The economic outlook is expected to moderate amid lower oil prices. Nonoil growth is projected to slow to 3.4 per cent in 2015, before increasing to 4.6 per cent by 2020, supported by the implementation of megaprojects and private investment in the run-up to Expo 2020.
Current account surplus
Growth in oil production will likely to moderate given the global supply glut. The overall fiscal balance this year is expected to turn negative for the first time since 2009 to record a deficit of 2.9 per cent of GDP, but is expected to return to surpluses from 2016.
Reflecting the sharp decline in oil export revenues, the country’s current account surplus is also projected to decline substantially, to 5 per cent of GDP and will slowly increase with the projected gradual recovery in oil prices.

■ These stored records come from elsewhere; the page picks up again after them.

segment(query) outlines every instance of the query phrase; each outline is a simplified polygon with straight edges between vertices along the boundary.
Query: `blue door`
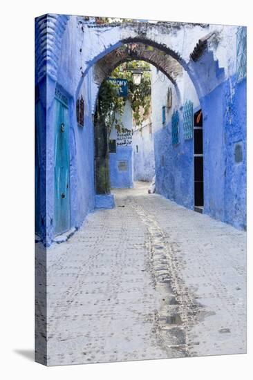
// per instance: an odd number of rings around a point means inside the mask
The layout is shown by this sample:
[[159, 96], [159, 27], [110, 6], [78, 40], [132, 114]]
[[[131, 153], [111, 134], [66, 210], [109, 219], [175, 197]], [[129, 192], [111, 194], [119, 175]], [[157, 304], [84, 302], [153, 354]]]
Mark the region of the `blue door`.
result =
[[71, 225], [68, 108], [64, 98], [55, 99], [55, 235]]

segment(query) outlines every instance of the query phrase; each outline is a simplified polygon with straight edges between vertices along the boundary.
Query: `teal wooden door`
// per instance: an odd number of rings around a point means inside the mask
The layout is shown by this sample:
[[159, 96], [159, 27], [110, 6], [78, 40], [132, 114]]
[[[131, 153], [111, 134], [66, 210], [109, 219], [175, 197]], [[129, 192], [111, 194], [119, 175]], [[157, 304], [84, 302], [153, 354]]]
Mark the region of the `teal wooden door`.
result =
[[68, 108], [55, 99], [55, 234], [71, 226]]

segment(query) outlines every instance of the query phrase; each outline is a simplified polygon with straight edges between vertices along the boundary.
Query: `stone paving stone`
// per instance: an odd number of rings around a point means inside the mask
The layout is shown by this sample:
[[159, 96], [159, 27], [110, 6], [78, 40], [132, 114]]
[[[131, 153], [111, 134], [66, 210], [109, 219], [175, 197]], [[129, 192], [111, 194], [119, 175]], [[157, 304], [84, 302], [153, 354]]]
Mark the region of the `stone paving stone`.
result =
[[147, 187], [48, 249], [48, 365], [245, 352], [245, 231]]

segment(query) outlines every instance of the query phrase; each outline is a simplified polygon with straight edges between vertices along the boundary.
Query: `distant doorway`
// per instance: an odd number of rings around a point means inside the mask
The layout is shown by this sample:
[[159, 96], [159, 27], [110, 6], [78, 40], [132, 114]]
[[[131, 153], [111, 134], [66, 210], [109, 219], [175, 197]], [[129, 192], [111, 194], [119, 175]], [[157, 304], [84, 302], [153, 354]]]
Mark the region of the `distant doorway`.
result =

The IMF welcomed the Central Bank of UAE’s (CBU) efforts to strengthen the banking regulatory and supervisory framework.
“The banking sector is resilient and has enough capital and liquidity buffers to withstand an adverse shock. The CBU plans to phase in Basel III capital and liquidity standards over 2015—19 and to strengthen its risk-based supervision are welcome and should be timely implemented,” said the IMF report.
As the corporate sector structure in the UAE is characterised by large GREs and family groups, compliance by banks with the loan concentration limits for GREs and local governments is challenging and should be monitored, including the planned transition paths for banks exceeding the limits with no-exemption.
Developing domestic debt markets would reduce the reliance on external funding and bank lending, helping banks comply with loan concentration limits. Over the medium term, the authorities should consider developing resolution frameworks, and establishing deposit insurance mechanisms.
Excessive exposures
Authorities should strengthen their macroprudential framework, building on their successful implementation of real estate-specific measures.
Macro-prudential policies such as maximum loan to value ratio for mortgages and Debt Service-To-Income (DSTI) caps help reduce excessive exposures by the banking system associated with systemic risk.
However, the current macroprudential policy framework needs to be strengthened in line with best practices such as formalising a financial stability mandate in the central bank law, establishing a Financial Stability Committee at the central bank level, and institutionalising coordination with the Ministry of Finance and other relevance agencies.
Continued strengthening of GREs balance sheets and active management of their upcoming debt repayments, while raising risk-weights of bank lending to GREs if needed, will be important in reducing macro-financial vulnerabilities.
Structural reforms should aim at further diversifying the economy and accelerating private sector-led job creation for nationals.
These could include: further opening up foreign direct investment, improving selected areas of business environment, transitioning toward a knowledge-based economy, easing access to finance for start-ups and SMEs, and creating the right incentives for entrepreneurship and job creation.